Here is the background . . . most board members will cite a multitude of reasons for staying: experience, crises (Covid, budget, retention of management). Thing is there is always some perceived crisis that “no one can handle better than me”. And you can’t get experience if you can’t get on the board in the first place.

More importantly, superintendents (and not just this one) hate change on their boards. The truth of it is, they establish a rapport such that what we see, most often, is yes votes on anything that superintendent wants. They will, and it has happened here, asked board members to run to “maintain stability”. Maintaining stability means we are not looking for change or even just a fresh perspective. (By the way, I have no issue with board members and staff being friends or socializing outside the confines of a board room, but chumminess has no place in the board room.)

Based on her own comments, Yee should not run for board again and should step aside. I know of at least two people who would like to serve on the board.
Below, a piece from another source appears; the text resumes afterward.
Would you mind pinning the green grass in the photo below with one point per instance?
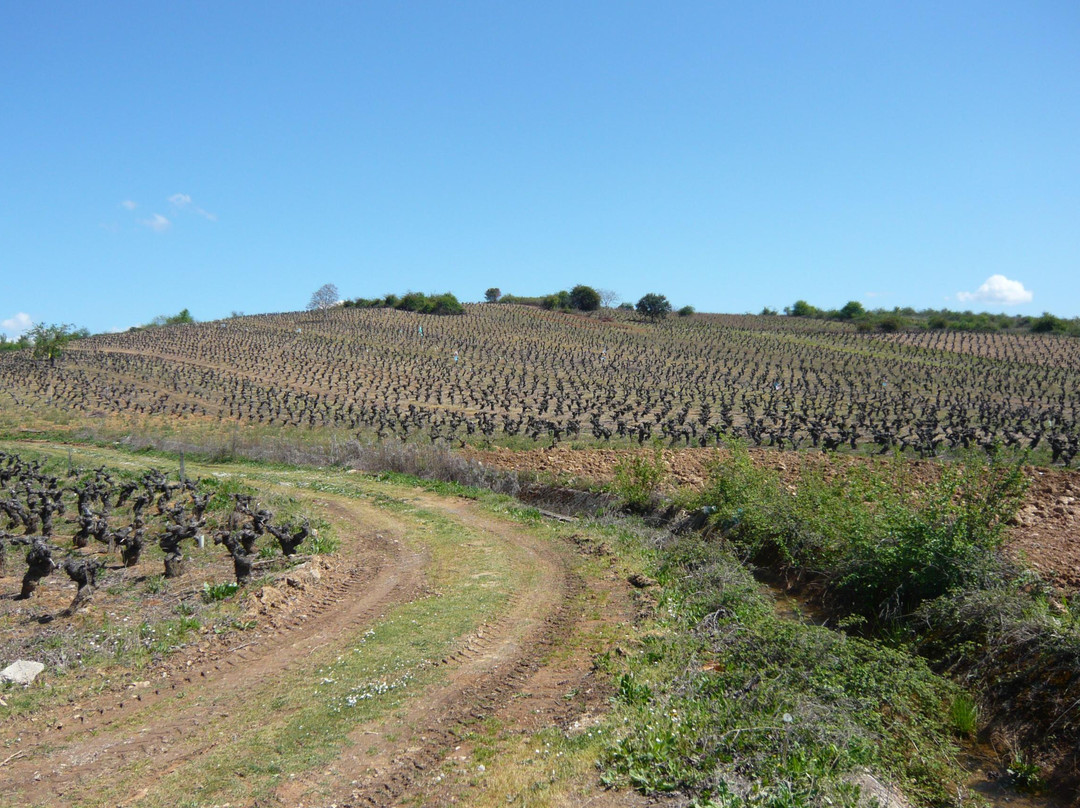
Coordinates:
(725, 701)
They have children in the district and have experienced firsthand what online learning did well and where it failed. Let’s give them that chance. I hope when they step forward that you will strongly consider supporting them.

Jamie, this is not personal, it’s just time.

Posted by Karl Aitken
a resident of Pleasanton Valley
on May 23, 2020 at 8:53 am

Raises this week.......

Plan for layoffs next week?

It’s financially irresponsible to agree to raises, knowing hard financial decisions will be made next week due to the known state funding short fall clearly communicated by the governor.

Posted by Kathleen Ruegsegger
a resident of Vintage Hills
on May 23, 2020 at 10:06 am

Karl, and at a time when we will need squeaky clean classrooms and staff to handle students who may not feel well, Covid or otherwise, it will be classified staff—custodians and site office staff—who will see their hours and jobs cut first.

Posted by FullTimeStudentsWithOption
a resident of Stoneridge
on Jun 16, 2020 at 2:53 pm

I just have questions.

- Have teachers been training all summer on conducting online classes?
- Have teachers figured out how to teach classes while caring for their own kids at home?
- Are all classrooms retrofitted with cameras, large flat screen monitors and speaker systems that provide easy interaction between teachers, in-class students and at-home students?
- Are all parents able to work from home?
- If parents cannot be at home with their younger kids, will they be placed in child care?
- In regards to infection control, what is the difference between 1 day at school + 1 day in child care and full-time student?
- Is the district purchasing software for online classrooms rather than relying on Zoom freeware that can't support 25-30 students at once?
- Are we ready for the lifetime impact this experiment in low budget online classrooms will have on our kids?
- How will high school athletes get college scholarships?
- After an August of chaos, confusion and frustration, will the school district admit defeat and switch to full-time classes? Or will they take a week off like they did during Spring Break, act like they've made changes, but return to the mess.
- When will the district announce the new, new grading policy?
- Since Khan Academy has become a substitute for teaching, do we need to pay teachers anymore?
- Will teachers maintain a normal class day, and provide "office hours" to provide extra assistance?

I have a lot more questions, and all of these need to be publicly answered before we allow the distance learning nightmare to continue. I see no planning, training or infrastructure build outs to indicate that anything is changing.

We need to go back to full-time classroom teaching this fall. An optional online capability can be offered as well.

Posted by Gotoclass
a resident of Another Pleasanton neighborhood
on Jun 18, 2020 at 11:20 am

As a parent of a PUSD High Schooler and a germaphobe, I still say students should go back to classroom education with masks and sanitary practices like wiping down desks between classes. Also get rid of flex days and do regular classes to then enable school to be dismissed before lunch..7am-1 pm M-F for High School. Any family that is not comfortable with that can do the free online K-12 California option.